Domenica 24 maggio Marco Paolini dialoga al Lido di Staranzano con Sara Segantin, comunicatrice scientifica ed esperta di climate literacy, e Francesco Visentin, geografo ed esperto di Contratti di Fiume. L’incontro, in caso di maltempo, si terrà alla Sala San Pio X e comprende un approfondimento sul Contratto di Fiume Isonzo.
Nella stessa giornata sono in programma anche la presentazione di RESCUE, progetto dell’OGS con l’Università di Trieste sulle riserve di acqua dolce nei fondali marini dell’Alto Adriatico, e Reviviscence, lavoro che unisce la cooperativa Shoreline e l’artista Miha Godec sul ripristino di ecosistemi marini degradati. Il racconto geopolitico si sposta poi in Groenlandia con Barbara Schiavulli, giornalista di guerra e direttrice di Radio Bullets.

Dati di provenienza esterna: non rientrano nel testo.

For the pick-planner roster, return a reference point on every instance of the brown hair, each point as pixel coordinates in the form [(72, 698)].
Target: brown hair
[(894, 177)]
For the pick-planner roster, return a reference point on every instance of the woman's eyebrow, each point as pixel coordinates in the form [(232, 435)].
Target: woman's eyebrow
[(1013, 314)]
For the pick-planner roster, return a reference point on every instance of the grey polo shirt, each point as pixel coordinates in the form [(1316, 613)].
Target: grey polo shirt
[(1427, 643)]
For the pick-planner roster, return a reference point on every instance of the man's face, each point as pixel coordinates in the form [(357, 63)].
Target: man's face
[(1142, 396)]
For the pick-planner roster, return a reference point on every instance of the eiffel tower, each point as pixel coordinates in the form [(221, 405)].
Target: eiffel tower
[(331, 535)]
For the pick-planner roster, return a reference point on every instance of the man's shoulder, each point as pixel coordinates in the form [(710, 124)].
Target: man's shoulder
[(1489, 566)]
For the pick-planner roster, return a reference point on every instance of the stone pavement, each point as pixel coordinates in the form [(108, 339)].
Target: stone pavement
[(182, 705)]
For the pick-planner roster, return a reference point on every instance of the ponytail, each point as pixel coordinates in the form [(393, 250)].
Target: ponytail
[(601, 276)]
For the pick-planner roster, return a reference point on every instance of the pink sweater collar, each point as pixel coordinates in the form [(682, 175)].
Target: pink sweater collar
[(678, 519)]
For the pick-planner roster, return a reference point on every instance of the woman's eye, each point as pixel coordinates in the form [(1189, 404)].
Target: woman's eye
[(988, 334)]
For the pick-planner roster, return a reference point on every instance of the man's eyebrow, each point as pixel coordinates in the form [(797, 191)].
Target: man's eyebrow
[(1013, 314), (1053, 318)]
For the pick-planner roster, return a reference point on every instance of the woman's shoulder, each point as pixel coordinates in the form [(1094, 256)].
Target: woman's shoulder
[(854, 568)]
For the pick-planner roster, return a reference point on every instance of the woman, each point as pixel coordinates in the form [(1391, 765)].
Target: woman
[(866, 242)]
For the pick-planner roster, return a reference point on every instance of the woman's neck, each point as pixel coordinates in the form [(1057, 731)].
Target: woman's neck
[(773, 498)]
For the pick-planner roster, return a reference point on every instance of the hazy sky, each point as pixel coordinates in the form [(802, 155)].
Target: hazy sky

Visite e informazioni pratiche
Il festival propone anche visite guidate e attività sul territorio. Sabato 23 maggio è prevista la visita all’Idrovora Sacchetti, mentre domenica 24 maggio si potrà raggiungere la Rosta di Sagrado e il relativo Punto Multimediale, con un’esibizione a tema dell’Associazione Corale Audite Nova. Entrambe le iniziative sono realizzate con il Consorzio di Bonifica della Venezia Giulia.
Sabato 23 maggio sarà inoltre possibile partecipare a un’uscita in Dragon Boat con le mule del Drago, la squadra dell’ANDOS Gorizia, che metterà a disposizione l’imbarcazione anche per chi non ha esperienza in canoa.
Tutti gli eventi sono a ingresso libero fino a esaurimento dei posti disponibili. La prenotazione online tramite Eventbrite è consigliata per gli appuntamenti del festival ed è obbligatoria per le visite alla polla PoEMa, al Polo Tecnologico di ISA Isontina Ambiente, all’Idrovora Sacchetti, alla Rosta di Sagrado, per l’uscita in Dragon Boat e per il laboratorio alle Cascate di Kot. Per informazioni sono indicati l’Ufficio Cultura del Comune di Staranzano e i numeri 0481 716917 e 393 0336860.